Tijdens de procedure van gerechtelijke reorganisatie verkrijgt de onderneming-schuldenaar een “opschorting van betaling” voor (in beginsel) maximum 6 maanden. De schuldenaar zal zijn bestaande schuldeisers in deze periode niet moeten betalen (let op: schulden gemaakt na opstart van de procedure moeten wél betaald worden!). Hij kan er wel nog altijd voor kiezen om ze vrijwillig te betalen. In de periode van opschorting kunnen de schuldeisers zelf dus ook niet overgaan tot uitvoering van hun schuldvordering, bijvoorbeeld d.m.v. beslag of gedwongen verkoop. Daarnaast kan de onderneming-schuldenaar in die periode niet failliet verklaard/gerechtelijk ontbonden worden, tenzij hij dit zélf aanvraagt.

Met de wetswijziging van 1 mei 2018 is de procedure evenwel strenger geworden. Zo is het bijvoorbeeld wel nog steeds mogelijk om tijdens de procedure een openbare verkoop o.w.v. een gelegd beslag te laten doorgaan wanneer de verkoopdag al was vastgesteld en plaats zou vinden binnen een termijn van twee maanden na indiening van het verzoekschrift.

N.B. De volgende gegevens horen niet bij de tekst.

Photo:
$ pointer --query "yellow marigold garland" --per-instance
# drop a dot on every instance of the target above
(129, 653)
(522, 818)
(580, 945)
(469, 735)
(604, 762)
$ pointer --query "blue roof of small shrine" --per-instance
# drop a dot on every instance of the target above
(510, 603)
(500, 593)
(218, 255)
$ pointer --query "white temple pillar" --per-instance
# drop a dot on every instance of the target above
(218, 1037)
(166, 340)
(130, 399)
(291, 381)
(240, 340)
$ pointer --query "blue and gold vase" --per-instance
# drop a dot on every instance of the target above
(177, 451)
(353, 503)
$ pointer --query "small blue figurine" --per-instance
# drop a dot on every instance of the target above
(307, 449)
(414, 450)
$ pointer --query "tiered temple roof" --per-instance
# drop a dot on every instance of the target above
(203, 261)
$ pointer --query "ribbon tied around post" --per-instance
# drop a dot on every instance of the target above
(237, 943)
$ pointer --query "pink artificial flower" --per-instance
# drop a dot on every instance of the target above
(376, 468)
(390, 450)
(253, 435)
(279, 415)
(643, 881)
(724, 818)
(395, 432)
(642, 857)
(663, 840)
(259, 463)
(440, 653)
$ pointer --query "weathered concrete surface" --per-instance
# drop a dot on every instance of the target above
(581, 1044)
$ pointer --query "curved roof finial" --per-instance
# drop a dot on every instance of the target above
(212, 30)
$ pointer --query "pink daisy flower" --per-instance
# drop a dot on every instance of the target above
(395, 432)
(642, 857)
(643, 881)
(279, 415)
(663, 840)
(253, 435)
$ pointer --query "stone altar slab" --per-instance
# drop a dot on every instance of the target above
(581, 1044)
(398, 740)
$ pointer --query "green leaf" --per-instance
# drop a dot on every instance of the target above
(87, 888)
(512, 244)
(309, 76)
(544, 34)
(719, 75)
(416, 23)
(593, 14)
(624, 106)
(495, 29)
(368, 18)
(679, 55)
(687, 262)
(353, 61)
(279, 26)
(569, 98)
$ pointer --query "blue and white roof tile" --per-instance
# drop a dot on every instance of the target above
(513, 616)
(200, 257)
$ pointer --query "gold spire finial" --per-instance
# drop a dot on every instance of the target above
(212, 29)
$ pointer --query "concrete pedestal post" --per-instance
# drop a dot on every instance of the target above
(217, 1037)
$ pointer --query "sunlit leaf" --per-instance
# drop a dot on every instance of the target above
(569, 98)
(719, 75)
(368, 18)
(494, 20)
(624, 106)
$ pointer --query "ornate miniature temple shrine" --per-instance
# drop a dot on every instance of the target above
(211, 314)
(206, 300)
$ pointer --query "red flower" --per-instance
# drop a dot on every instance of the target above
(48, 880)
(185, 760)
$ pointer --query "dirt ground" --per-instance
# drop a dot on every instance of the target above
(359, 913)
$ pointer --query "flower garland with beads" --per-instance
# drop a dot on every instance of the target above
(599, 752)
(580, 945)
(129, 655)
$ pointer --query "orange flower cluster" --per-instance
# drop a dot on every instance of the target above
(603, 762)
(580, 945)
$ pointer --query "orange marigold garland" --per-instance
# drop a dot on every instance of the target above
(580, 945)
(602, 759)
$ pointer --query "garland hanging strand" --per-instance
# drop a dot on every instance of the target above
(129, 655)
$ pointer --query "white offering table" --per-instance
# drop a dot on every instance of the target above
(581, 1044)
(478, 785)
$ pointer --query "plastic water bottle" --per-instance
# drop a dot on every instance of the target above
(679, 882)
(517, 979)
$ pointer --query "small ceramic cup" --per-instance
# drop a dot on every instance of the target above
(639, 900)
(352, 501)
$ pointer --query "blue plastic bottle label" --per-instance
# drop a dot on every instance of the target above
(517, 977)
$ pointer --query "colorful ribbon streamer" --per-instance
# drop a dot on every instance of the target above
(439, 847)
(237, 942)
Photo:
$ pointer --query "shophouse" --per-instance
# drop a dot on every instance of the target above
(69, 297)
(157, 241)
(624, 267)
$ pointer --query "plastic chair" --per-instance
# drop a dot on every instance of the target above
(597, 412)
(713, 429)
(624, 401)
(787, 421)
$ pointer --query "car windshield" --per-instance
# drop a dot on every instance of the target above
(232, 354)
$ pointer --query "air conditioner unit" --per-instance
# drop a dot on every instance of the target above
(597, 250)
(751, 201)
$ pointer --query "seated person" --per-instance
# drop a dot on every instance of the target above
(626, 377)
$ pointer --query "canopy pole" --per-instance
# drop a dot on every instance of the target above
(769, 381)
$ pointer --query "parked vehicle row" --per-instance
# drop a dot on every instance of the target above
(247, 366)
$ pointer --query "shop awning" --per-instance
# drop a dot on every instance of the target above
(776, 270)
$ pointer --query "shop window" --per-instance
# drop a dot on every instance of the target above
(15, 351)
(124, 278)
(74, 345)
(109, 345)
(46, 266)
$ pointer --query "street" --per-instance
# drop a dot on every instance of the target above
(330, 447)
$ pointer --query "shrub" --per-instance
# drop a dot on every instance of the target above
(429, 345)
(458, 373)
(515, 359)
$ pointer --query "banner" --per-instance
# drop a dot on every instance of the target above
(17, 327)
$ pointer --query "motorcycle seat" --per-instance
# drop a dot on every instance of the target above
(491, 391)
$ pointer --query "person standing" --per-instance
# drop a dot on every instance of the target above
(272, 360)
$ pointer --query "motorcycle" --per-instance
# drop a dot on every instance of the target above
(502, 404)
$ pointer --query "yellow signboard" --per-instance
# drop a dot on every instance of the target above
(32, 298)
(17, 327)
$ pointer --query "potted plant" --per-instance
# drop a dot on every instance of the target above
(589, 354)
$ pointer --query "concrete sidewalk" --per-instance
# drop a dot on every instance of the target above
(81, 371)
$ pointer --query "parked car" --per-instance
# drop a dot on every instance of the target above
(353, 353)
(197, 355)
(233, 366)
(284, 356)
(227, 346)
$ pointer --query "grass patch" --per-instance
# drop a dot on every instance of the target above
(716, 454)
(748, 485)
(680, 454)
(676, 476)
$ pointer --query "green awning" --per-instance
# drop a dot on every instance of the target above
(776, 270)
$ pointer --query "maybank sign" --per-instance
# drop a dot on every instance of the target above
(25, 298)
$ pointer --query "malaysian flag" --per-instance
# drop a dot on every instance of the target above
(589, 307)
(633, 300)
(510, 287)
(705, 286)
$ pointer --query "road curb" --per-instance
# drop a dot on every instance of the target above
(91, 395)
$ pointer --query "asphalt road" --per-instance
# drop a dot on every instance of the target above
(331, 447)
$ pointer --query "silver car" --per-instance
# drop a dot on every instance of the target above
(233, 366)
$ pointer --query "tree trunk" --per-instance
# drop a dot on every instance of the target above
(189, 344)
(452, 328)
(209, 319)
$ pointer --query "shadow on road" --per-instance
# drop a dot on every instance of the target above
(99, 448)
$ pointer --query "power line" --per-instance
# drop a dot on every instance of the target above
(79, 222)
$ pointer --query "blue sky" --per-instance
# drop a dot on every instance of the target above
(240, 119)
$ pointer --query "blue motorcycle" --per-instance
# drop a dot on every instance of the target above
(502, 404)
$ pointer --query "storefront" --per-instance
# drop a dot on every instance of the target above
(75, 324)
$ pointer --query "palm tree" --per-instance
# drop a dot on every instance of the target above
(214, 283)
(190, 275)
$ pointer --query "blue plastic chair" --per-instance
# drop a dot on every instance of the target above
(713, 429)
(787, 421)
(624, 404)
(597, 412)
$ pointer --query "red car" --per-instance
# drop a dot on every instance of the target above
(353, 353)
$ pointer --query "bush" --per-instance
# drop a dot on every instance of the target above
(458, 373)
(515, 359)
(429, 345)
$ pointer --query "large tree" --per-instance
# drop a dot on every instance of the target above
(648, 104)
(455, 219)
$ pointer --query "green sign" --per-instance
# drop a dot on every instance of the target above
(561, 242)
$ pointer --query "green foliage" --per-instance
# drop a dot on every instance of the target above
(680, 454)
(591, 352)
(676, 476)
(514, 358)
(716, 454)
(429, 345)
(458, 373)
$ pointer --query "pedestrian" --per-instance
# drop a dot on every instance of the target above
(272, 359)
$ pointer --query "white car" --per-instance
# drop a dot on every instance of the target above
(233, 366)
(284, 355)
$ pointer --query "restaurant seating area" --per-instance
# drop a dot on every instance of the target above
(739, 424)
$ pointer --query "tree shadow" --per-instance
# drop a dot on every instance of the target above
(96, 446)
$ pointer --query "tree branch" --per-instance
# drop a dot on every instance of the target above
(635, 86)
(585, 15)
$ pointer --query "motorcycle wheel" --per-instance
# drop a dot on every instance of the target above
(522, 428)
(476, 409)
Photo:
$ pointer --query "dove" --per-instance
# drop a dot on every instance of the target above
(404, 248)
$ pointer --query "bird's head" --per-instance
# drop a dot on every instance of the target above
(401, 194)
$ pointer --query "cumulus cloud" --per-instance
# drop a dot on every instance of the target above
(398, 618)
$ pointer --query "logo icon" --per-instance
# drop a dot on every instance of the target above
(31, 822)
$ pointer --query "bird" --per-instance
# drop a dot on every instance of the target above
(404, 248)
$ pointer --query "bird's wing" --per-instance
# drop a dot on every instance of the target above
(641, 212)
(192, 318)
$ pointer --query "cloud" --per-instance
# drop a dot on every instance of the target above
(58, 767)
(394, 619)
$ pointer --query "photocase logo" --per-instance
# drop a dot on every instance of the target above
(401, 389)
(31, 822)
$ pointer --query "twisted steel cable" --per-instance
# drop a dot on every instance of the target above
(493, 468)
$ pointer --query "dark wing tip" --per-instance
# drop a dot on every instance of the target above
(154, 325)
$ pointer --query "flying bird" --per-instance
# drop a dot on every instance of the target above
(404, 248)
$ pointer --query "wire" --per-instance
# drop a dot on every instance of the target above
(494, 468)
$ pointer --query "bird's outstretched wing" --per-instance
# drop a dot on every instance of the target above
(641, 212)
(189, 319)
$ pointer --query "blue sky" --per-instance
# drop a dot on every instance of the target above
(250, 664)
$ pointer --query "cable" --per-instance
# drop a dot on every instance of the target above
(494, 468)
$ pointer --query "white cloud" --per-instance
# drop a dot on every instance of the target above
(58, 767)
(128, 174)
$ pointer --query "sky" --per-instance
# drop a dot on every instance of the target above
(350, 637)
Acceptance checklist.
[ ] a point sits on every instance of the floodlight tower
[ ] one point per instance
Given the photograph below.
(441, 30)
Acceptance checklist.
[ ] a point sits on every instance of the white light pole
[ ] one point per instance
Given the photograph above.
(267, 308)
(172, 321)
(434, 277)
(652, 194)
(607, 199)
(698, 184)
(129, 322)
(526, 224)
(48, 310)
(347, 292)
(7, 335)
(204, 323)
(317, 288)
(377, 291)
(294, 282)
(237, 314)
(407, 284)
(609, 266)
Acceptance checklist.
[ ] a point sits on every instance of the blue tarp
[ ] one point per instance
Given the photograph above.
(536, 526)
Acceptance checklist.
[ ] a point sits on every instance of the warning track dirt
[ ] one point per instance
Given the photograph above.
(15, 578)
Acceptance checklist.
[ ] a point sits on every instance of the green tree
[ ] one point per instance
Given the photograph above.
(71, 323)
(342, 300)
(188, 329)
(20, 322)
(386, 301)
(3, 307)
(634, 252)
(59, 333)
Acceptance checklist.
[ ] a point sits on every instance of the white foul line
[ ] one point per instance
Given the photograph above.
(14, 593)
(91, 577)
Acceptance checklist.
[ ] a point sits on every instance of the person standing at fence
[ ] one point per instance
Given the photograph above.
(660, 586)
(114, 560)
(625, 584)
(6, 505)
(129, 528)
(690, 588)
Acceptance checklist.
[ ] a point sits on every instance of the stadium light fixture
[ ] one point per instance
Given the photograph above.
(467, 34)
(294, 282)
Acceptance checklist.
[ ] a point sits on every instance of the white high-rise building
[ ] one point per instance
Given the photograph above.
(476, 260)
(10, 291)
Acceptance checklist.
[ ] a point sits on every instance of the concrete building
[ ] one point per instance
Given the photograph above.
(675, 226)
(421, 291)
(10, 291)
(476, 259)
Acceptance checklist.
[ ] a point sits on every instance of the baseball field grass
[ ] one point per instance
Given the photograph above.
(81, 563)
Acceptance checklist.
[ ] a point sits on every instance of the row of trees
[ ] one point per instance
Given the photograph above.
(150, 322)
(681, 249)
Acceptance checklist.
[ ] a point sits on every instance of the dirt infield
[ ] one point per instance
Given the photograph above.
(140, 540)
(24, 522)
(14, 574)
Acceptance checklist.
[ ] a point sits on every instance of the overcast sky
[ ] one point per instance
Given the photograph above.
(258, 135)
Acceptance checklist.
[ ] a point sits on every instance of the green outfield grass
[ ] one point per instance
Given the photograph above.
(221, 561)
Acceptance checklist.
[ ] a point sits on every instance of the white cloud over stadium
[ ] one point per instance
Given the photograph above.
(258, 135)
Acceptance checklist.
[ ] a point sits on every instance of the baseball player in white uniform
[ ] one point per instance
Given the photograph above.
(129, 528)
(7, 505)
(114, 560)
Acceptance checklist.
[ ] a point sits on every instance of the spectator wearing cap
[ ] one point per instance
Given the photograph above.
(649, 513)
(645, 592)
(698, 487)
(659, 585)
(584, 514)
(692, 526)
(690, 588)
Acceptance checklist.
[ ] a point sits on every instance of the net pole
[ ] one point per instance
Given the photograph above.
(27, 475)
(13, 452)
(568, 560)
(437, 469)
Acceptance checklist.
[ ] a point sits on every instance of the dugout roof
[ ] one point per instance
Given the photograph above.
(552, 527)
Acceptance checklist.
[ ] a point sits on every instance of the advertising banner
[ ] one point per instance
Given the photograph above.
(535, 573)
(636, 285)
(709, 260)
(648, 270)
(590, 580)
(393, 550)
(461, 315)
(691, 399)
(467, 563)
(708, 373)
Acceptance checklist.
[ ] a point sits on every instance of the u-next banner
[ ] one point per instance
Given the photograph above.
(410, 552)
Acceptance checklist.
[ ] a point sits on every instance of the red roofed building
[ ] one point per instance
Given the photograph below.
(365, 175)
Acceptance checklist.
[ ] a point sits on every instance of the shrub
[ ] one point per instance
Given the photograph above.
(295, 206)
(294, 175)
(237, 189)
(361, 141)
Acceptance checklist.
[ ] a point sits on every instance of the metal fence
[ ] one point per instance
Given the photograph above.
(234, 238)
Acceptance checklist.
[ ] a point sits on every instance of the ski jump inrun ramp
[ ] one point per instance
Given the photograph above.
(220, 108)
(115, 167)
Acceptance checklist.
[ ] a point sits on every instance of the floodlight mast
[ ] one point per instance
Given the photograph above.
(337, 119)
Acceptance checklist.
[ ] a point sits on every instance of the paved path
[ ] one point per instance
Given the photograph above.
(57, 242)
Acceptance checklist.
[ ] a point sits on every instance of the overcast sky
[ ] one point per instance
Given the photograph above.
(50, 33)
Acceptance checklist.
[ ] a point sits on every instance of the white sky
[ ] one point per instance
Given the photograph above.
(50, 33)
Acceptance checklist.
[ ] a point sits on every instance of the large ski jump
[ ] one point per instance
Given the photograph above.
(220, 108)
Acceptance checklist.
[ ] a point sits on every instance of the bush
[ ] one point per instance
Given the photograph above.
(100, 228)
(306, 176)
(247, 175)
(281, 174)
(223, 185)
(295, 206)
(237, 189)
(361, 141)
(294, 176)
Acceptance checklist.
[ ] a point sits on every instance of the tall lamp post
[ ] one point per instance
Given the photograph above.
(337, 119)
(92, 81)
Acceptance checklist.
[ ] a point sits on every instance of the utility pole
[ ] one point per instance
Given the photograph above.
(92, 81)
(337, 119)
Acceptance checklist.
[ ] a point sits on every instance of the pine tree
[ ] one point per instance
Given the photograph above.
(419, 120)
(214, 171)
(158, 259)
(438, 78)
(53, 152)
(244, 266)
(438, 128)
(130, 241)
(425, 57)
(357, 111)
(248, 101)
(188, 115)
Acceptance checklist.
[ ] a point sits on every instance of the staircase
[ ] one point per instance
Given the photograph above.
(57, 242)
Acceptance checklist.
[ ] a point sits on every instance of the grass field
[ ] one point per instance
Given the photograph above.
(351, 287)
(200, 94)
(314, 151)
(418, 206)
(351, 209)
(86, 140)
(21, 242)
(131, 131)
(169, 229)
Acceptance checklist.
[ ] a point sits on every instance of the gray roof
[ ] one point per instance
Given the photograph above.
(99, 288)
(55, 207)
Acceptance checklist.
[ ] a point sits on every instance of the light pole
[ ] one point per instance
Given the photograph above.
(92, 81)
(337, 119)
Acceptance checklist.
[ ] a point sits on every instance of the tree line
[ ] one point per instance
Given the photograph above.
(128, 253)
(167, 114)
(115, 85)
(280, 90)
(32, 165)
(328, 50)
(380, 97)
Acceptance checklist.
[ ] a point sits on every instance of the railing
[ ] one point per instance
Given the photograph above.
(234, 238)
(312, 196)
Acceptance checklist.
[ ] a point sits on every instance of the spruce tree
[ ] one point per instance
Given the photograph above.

Deze wijziging is er gekomen om misbruik in te perken. Vroeger kon men immers een verzoek tot gerechtelijke reorganisatie indienen om zo een dreigende openbare verkoop tegen te gaan, met de nieuwe regeling zal dit niet meer lukken.

De ondernemingsrechtbank opent de procedure tot gerechtelijke reorganisatie als de continuïteit van de onderneming onmiddellijk of op termijn bedreigd is. Indien het gaat om een onderneming is er volgens de wet sowieso sprake van bedreiging wanneer de gedraaide verliezen het netto-actief hebben doen dalen naar minder dan de helft van het maatschappelijk kapitaal.

Het zich bevinden in feitelijke staat van faillissement (maar nog niet failliet verklaard zijn) belet de opening van de procedure dus niet.

De rechtbank zal daarnaast een gedelegeerd rechter aanstellen die belast is met toezicht op het verloop van de procedure en de schuldenaar.

De procedure kan op vraag van de schuldenaar worden (vroegtijdig) beëindigd. De rechtbank hoort de schuldenaar en de gedelegeerde rechter en kan daarna beslissen tot gehele of gedeeltelijke beëindiging van de procedure. De schuldenaar kan vragen om alle akkoorden die met schuldeisers gesloten werden tijdens de procedure, te noteren in het vonnis.

De rechtbank kan ook autonoom beslissen om de procedure voortijdig te beëindigen. De rechtbank kan ervoor kiezen om in hetzelfde vonnis alsnog de faillietverklaring van de schuldenaar of gerechtelijke vereffening van de schuldenaar-onderneming uit te spreken.